Influences of the initial thickness of the interfacial IMC layer on electromigration behavior of Cu/Sn/Cu microscale joints

The rapid development of modern electronic devices and products has proposed a great demand for the continuous scaling down in the dimension of solder joints and interconnect pitches in packaging; accordingly the current density in solder interconnects gets higher and higher. The higher current density can easily result in electromigration (EM) which has been regarded as a serious reliability issue. It is common that the thicknesses of the interfacial IMC layers at both interfaces of an as-reflowed solder interconnect are different. In this study, the effect of the initial IMC thickness on the EM behavior of solder interconnects was investigated by SEM/EDX/FIB. In order to clarify the influence of the initial thickness of interfacial IMC layers on EM behavior, the joint samples were divided into two types, A and B, i.e., the Type-A joints have a thick interfacial IMC layer at the cathode interface, while the Type-B joints have a thick one at the anode interface.
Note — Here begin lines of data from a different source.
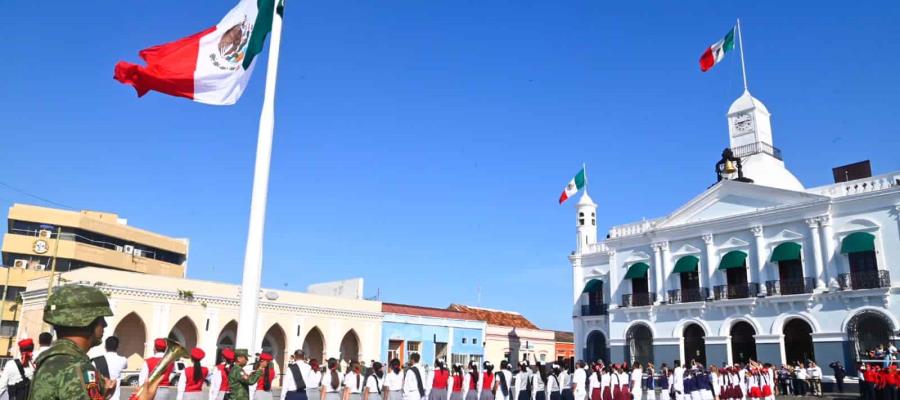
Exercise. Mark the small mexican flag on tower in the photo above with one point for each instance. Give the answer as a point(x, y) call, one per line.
point(716, 52)
point(573, 187)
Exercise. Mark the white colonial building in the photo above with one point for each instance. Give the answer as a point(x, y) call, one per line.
point(756, 267)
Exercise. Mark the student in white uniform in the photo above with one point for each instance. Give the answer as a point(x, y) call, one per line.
point(115, 363)
point(11, 380)
point(353, 382)
point(314, 383)
point(414, 379)
point(521, 385)
point(470, 382)
point(503, 382)
point(331, 382)
point(579, 381)
point(678, 380)
point(374, 383)
point(393, 382)
point(294, 384)
point(637, 379)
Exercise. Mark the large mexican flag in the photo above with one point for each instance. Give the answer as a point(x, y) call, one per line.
point(211, 66)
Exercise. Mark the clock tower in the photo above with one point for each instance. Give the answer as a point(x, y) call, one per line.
point(750, 140)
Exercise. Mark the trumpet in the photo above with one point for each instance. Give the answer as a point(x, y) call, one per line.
point(174, 352)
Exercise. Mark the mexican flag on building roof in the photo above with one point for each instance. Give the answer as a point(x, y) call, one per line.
point(212, 66)
point(574, 185)
point(716, 52)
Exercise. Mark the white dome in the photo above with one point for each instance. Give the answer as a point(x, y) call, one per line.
point(766, 170)
point(747, 102)
point(586, 200)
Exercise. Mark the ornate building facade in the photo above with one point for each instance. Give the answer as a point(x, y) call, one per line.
point(755, 267)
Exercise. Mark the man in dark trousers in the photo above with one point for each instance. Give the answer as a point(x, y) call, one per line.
point(839, 375)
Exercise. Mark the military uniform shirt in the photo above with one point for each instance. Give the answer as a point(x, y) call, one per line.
point(238, 384)
point(65, 372)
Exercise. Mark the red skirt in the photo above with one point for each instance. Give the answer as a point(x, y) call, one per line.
point(607, 394)
point(755, 392)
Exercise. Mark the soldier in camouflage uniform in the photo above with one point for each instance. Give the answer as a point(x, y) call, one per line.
point(64, 371)
point(238, 382)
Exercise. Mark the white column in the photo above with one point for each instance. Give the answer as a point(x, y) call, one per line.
point(246, 334)
point(657, 271)
point(828, 248)
point(816, 246)
point(666, 270)
point(707, 268)
point(577, 280)
point(760, 250)
point(614, 279)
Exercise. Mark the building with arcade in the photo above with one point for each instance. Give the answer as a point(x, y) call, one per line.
point(757, 266)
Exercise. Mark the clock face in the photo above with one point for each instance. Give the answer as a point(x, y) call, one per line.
point(743, 123)
point(40, 246)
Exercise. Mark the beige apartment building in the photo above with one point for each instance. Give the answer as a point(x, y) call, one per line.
point(41, 239)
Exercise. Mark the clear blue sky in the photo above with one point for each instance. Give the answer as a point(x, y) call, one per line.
point(423, 144)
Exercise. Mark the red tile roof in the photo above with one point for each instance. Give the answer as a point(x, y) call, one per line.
point(564, 337)
point(407, 309)
point(495, 317)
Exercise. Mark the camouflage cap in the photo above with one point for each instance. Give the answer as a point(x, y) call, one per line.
point(76, 306)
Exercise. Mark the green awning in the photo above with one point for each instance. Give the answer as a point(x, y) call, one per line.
point(857, 242)
point(786, 252)
point(592, 285)
point(733, 259)
point(638, 270)
point(686, 264)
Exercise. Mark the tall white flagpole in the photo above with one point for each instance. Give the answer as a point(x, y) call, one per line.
point(246, 335)
point(741, 44)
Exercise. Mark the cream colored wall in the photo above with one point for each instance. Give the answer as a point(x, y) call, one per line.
point(105, 223)
point(22, 244)
point(157, 303)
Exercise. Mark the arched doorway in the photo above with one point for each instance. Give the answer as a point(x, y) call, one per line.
point(184, 332)
point(639, 344)
point(798, 341)
point(274, 342)
point(743, 344)
point(596, 347)
point(132, 334)
point(867, 330)
point(694, 344)
point(226, 339)
point(350, 347)
point(314, 344)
The results show that after current stressing the thickness of the thick IMC layer at the cathode interface of Type-A joints decreases obviously, while the thin IMC layer at the cathode interface of Type-B joints hardly changes. The results of the FIB/SEM analysis show that Kirkendall voids occurred near the IMC/Cu interface at the anode of Type-A joints, whereas hardly seeing the voids in Type-B joints. The analyzed results show that the faster dissolution of IMC layer at the cathode of Type-A joints is caused by the higher joule heating and the higher EM flux; the Kirkendall voids at the anode of Type-A joints are caused by the higher backstress gradient.